元々そうではなかった。小学生の頃、僕はマンション暮らしだったから持ち家(もちろん親のという意味で)に憧れていた。友達の家に行ったりして、家がデカかったり綺麗だったりかっこいいと羨ましかった。それは日常生活の便というよりも、自宅に友達を呼ぶ時に顕著だった。多くの友達を家に呼べるとか、庭があって遊べるとか、女の子に対して印象が良かったりとか。だから中学生の時親が持ち家を購入し、僕に6畳の洋室が与えられた時は嬉しかった。僕はそれまでの貯金を費やし、自室に家具やテレビ、ゲーム機などを購入し、理想の部屋をつくりあげた。

やりたい放題の一人暮らし

そこも大学生ぐらいになると狭く感じるようになった。就職してからは大阪で一人暮らしを始めた。その後も名古屋、大阪とワンルームマンションを借りることになり、その際は条件として築5年以内、見た目が綺麗、バス・トイレ別、フローリング、室内洗濯機置場、そういう基本的な部分ではあるけれど、こだわっていた。広さも7畳は欲しかった。
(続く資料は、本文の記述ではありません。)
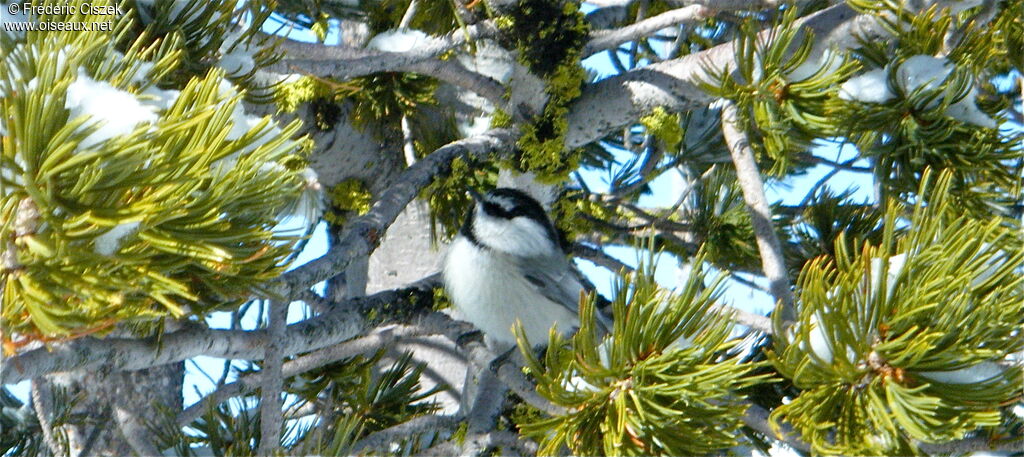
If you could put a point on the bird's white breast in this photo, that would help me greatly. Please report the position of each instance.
(487, 288)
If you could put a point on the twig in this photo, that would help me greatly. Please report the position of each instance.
(600, 257)
(754, 321)
(344, 321)
(365, 233)
(93, 437)
(772, 259)
(756, 417)
(602, 40)
(478, 444)
(374, 340)
(273, 380)
(347, 61)
(134, 432)
(379, 440)
(41, 397)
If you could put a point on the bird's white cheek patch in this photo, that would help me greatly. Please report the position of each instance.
(518, 236)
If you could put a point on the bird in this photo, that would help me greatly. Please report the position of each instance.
(507, 264)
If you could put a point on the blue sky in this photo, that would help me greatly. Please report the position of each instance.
(664, 193)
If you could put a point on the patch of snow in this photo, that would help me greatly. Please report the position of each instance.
(158, 98)
(491, 60)
(964, 5)
(967, 111)
(399, 40)
(577, 383)
(892, 271)
(237, 55)
(871, 87)
(478, 125)
(827, 63)
(968, 375)
(924, 71)
(109, 243)
(117, 112)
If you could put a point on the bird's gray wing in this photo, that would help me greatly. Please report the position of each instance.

部屋に置いていたソファはNoyesというところのソファだ。ベッドや本棚、コートツリー、他に加湿器といった些細な家電などは無印で揃え、デスクはなくコタツテーブルで、その上にiMacを置いていた。あとはなんだろう、僕はテレビを置かなかった。自炊をしなかったから炊飯器もなかった。掃除機や洗濯機は普通のものを家電量販店で購入。マンションによっては浴室乾燥があった。夏は床に、ヴィレッジヴァンガードで買った赤い綿のラグを敷いていた。冬は茶色で毛の長い毛布みたいなカーペットを。ゴミ箱やバス用品などの小物は大体フランフランで買っていた。全体的に派手でも高級でもなく、ごちゃごちゃしておらずシンプルな部屋だったと思う。

シェアハウスで落ち着く

たった1年だけど日本でもシェアハウスをしていた。と言っても安い家を借りて所有者に許可を得てやっていただけだ。商業的なものではない。古い家だけどリビングは洋室で共同の和室もあり、個室も洋室が3部屋、和室が2室の5LDKだった。これが大阪の本町まで通勤30分圏内、月9万円ぐらいだったから本当に安かった。風呂やキッチンはほぼ新品に改装されていた。ウォシュレットはなかったが元々僕は使わない。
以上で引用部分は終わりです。